The auditors assessed 12 EU co-financed PPPs in France, Greece, Ireland and Spain in the fields of road transport and information and communication technology, with a total project cost of €9.6 billion and an EU contribution of €2.2 billion.
The report is expected to point to widespread shortcomings and limited benefits, having impact on the efficiency and effectiveness of spending, as well as the risks to value for money and transparency. The auditors are expected to make a range of recommendations to the Commission and the Member States, including on financial impact of delays and the cost borne by the public partner.
ABOUT THE TOPIC
PPPs are long term contractual arrangements between the government and a private partner. They can be designed to achieve a wide array of objectives in various sectors, such as transport, social housing and healthcare, and can be structured under different approaches.

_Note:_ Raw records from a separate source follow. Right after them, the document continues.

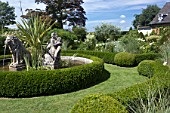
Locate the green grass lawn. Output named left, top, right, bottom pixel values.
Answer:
left=0, top=64, right=147, bottom=113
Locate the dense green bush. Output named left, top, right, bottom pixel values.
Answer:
left=114, top=52, right=135, bottom=67
left=71, top=94, right=128, bottom=113
left=135, top=53, right=161, bottom=65
left=137, top=60, right=159, bottom=78
left=0, top=55, right=105, bottom=97
left=108, top=65, right=170, bottom=110
left=62, top=50, right=116, bottom=64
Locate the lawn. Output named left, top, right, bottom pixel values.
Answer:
left=0, top=64, right=147, bottom=113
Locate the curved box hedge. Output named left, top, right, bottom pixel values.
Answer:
left=72, top=58, right=170, bottom=113
left=114, top=52, right=135, bottom=67
left=62, top=50, right=116, bottom=64
left=0, top=55, right=105, bottom=97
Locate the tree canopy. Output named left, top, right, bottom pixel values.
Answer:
left=35, top=0, right=87, bottom=28
left=133, top=5, right=160, bottom=28
left=0, top=1, right=16, bottom=28
left=95, top=23, right=120, bottom=42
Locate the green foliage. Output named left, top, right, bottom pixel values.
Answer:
left=16, top=16, right=53, bottom=69
left=95, top=23, right=120, bottom=42
left=0, top=1, right=16, bottom=29
left=159, top=26, right=170, bottom=44
left=0, top=36, right=6, bottom=55
left=35, top=0, right=87, bottom=29
left=0, top=55, right=106, bottom=97
left=118, top=30, right=145, bottom=53
left=48, top=28, right=77, bottom=50
left=71, top=94, right=128, bottom=113
left=137, top=60, right=158, bottom=78
left=137, top=60, right=168, bottom=78
left=62, top=50, right=116, bottom=64
left=133, top=5, right=160, bottom=28
left=135, top=53, right=161, bottom=65
left=78, top=33, right=97, bottom=50
left=108, top=66, right=170, bottom=112
left=0, top=55, right=12, bottom=59
left=72, top=27, right=86, bottom=41
left=114, top=52, right=135, bottom=67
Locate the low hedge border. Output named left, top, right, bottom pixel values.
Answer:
left=0, top=55, right=105, bottom=98
left=108, top=65, right=170, bottom=111
left=114, top=52, right=161, bottom=67
left=62, top=50, right=116, bottom=64
left=72, top=60, right=170, bottom=112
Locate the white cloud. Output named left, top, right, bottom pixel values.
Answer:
left=120, top=20, right=126, bottom=24
left=83, top=0, right=167, bottom=12
left=120, top=15, right=126, bottom=18
left=87, top=19, right=118, bottom=24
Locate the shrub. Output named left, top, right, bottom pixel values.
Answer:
left=114, top=52, right=135, bottom=67
left=135, top=53, right=161, bottom=65
left=137, top=60, right=168, bottom=78
left=71, top=94, right=127, bottom=113
left=137, top=60, right=157, bottom=78
left=108, top=65, right=170, bottom=112
left=62, top=50, right=116, bottom=64
left=0, top=36, right=9, bottom=55
left=0, top=55, right=105, bottom=97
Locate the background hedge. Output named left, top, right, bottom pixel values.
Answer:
left=135, top=53, right=161, bottom=65
left=0, top=55, right=106, bottom=97
left=137, top=60, right=161, bottom=78
left=62, top=50, right=116, bottom=64
left=114, top=52, right=135, bottom=67
left=71, top=94, right=128, bottom=113
left=73, top=57, right=170, bottom=113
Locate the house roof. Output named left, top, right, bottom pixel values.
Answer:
left=150, top=2, right=170, bottom=25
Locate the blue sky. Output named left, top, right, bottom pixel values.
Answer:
left=0, top=0, right=170, bottom=31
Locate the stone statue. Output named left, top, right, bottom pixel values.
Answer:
left=5, top=35, right=31, bottom=70
left=44, top=33, right=62, bottom=68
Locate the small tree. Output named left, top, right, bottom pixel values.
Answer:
left=133, top=5, right=160, bottom=28
left=73, top=26, right=86, bottom=41
left=0, top=1, right=16, bottom=29
left=16, top=17, right=53, bottom=69
left=35, top=0, right=87, bottom=29
left=95, top=23, right=120, bottom=42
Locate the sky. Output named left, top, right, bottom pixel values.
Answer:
left=0, top=0, right=170, bottom=32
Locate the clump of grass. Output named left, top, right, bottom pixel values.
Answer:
left=128, top=86, right=170, bottom=113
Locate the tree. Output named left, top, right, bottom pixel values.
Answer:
left=0, top=1, right=16, bottom=29
left=95, top=23, right=120, bottom=42
left=16, top=16, right=53, bottom=69
left=21, top=9, right=53, bottom=24
left=35, top=0, right=87, bottom=28
left=133, top=5, right=160, bottom=29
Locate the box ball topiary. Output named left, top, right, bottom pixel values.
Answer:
left=71, top=94, right=128, bottom=113
left=137, top=60, right=158, bottom=78
left=114, top=52, right=135, bottom=67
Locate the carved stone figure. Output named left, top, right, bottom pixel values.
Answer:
left=5, top=35, right=31, bottom=69
left=44, top=33, right=62, bottom=69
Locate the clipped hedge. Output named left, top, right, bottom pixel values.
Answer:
left=108, top=65, right=170, bottom=111
left=137, top=60, right=159, bottom=78
left=135, top=53, right=161, bottom=65
left=114, top=52, right=135, bottom=67
left=0, top=55, right=105, bottom=97
left=71, top=94, right=128, bottom=113
left=73, top=57, right=170, bottom=113
left=62, top=50, right=116, bottom=64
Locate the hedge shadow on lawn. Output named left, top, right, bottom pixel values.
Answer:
left=0, top=55, right=110, bottom=98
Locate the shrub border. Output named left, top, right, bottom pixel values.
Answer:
left=0, top=54, right=105, bottom=98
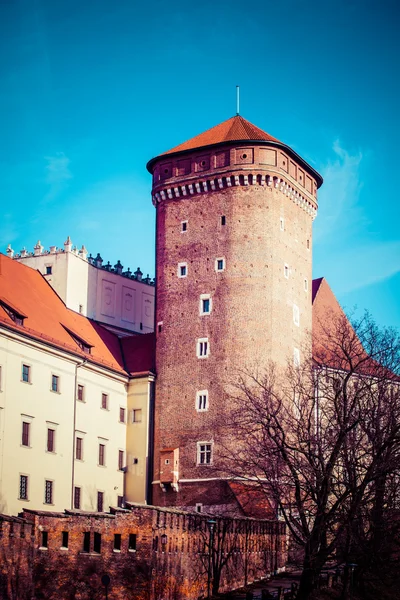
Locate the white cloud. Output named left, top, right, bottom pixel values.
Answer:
left=42, top=152, right=72, bottom=204
left=314, top=140, right=363, bottom=243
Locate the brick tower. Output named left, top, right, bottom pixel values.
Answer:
left=147, top=116, right=322, bottom=512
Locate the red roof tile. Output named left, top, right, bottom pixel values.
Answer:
left=161, top=116, right=280, bottom=156
left=0, top=254, right=152, bottom=373
left=121, top=333, right=156, bottom=375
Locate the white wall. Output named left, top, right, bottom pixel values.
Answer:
left=0, top=330, right=128, bottom=514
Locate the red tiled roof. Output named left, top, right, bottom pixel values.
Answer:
left=0, top=254, right=155, bottom=373
left=121, top=333, right=156, bottom=375
left=161, top=116, right=281, bottom=156
left=229, top=481, right=275, bottom=519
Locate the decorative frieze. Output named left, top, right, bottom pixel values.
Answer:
left=153, top=173, right=317, bottom=219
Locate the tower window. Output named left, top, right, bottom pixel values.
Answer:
left=178, top=263, right=187, bottom=278
left=196, top=390, right=208, bottom=412
left=215, top=258, right=225, bottom=271
left=19, top=475, right=28, bottom=500
left=293, top=304, right=300, bottom=327
left=22, top=365, right=31, bottom=383
left=44, top=479, right=53, bottom=504
left=200, top=294, right=211, bottom=316
left=51, top=375, right=60, bottom=392
left=197, top=338, right=210, bottom=358
left=197, top=442, right=212, bottom=465
left=283, top=264, right=289, bottom=279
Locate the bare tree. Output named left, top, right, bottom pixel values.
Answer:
left=222, top=315, right=400, bottom=599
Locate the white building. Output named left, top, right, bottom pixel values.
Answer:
left=0, top=250, right=154, bottom=514
left=7, top=236, right=155, bottom=335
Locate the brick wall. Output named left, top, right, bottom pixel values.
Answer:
left=0, top=506, right=286, bottom=600
left=153, top=146, right=316, bottom=512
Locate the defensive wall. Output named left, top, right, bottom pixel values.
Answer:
left=0, top=505, right=286, bottom=600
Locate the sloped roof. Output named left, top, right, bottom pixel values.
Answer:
left=161, top=115, right=281, bottom=156
left=147, top=115, right=323, bottom=187
left=0, top=253, right=155, bottom=374
left=121, top=333, right=156, bottom=375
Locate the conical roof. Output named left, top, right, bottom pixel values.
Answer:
left=161, top=115, right=280, bottom=156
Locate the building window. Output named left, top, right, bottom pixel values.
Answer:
left=83, top=531, right=90, bottom=552
left=19, top=475, right=28, bottom=500
left=51, top=375, right=60, bottom=392
left=283, top=264, right=289, bottom=279
left=132, top=408, right=142, bottom=423
left=178, top=263, right=187, bottom=278
left=22, top=421, right=31, bottom=447
left=196, top=338, right=210, bottom=358
left=22, top=365, right=31, bottom=383
left=47, top=428, right=56, bottom=452
left=293, top=304, right=300, bottom=327
left=200, top=294, right=212, bottom=315
left=114, top=533, right=121, bottom=550
left=40, top=531, right=49, bottom=548
left=93, top=536, right=102, bottom=554
left=99, top=444, right=106, bottom=467
left=215, top=258, right=225, bottom=271
left=197, top=442, right=212, bottom=465
left=75, top=437, right=83, bottom=460
left=196, top=390, right=208, bottom=412
left=118, top=450, right=124, bottom=471
left=78, top=383, right=85, bottom=402
left=74, top=487, right=81, bottom=510
left=128, top=533, right=136, bottom=552
left=293, top=348, right=300, bottom=367
left=44, top=479, right=53, bottom=504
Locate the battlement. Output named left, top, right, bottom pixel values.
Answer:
left=6, top=236, right=155, bottom=286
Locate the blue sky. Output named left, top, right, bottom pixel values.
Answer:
left=0, top=0, right=400, bottom=327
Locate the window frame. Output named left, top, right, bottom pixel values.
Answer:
left=196, top=390, right=209, bottom=412
left=100, top=392, right=109, bottom=410
left=50, top=373, right=60, bottom=394
left=97, top=442, right=106, bottom=467
left=196, top=338, right=210, bottom=359
left=43, top=479, right=54, bottom=506
left=18, top=473, right=29, bottom=501
left=21, top=363, right=32, bottom=383
left=215, top=256, right=226, bottom=273
left=196, top=441, right=214, bottom=467
left=199, top=294, right=212, bottom=317
left=177, top=262, right=189, bottom=279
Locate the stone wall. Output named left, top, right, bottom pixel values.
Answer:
left=0, top=505, right=286, bottom=600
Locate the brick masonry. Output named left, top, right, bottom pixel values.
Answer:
left=0, top=505, right=286, bottom=600
left=153, top=144, right=317, bottom=513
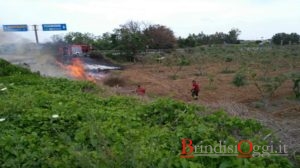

Since the 1990s, 1749 PPPs worth a total of €336 billion have been implemented in the EU. These have been mainly in the field of transport, which in 2016 accounted for one third of the entire year’s investment, ahead of healthcare and education.
Between 2000 and 2014, the EU provided €5.6 billion for 84 PPPs, with a total project cost of €29.2 billion. The main EU source of PPP funding were Structural and Cohesion Funds grants. Since 2015, PPP projects have also been funded under the EFSI.
The ECA’s special reports set out the results of its audits of EU policies and programmes or management topics related to specific budgetary areas. The ECA selects and designs these audit tasks to be of maximum impact by considering the risks to performance or compliance, the level of income or spending involved, forthcoming developments and political and public interest.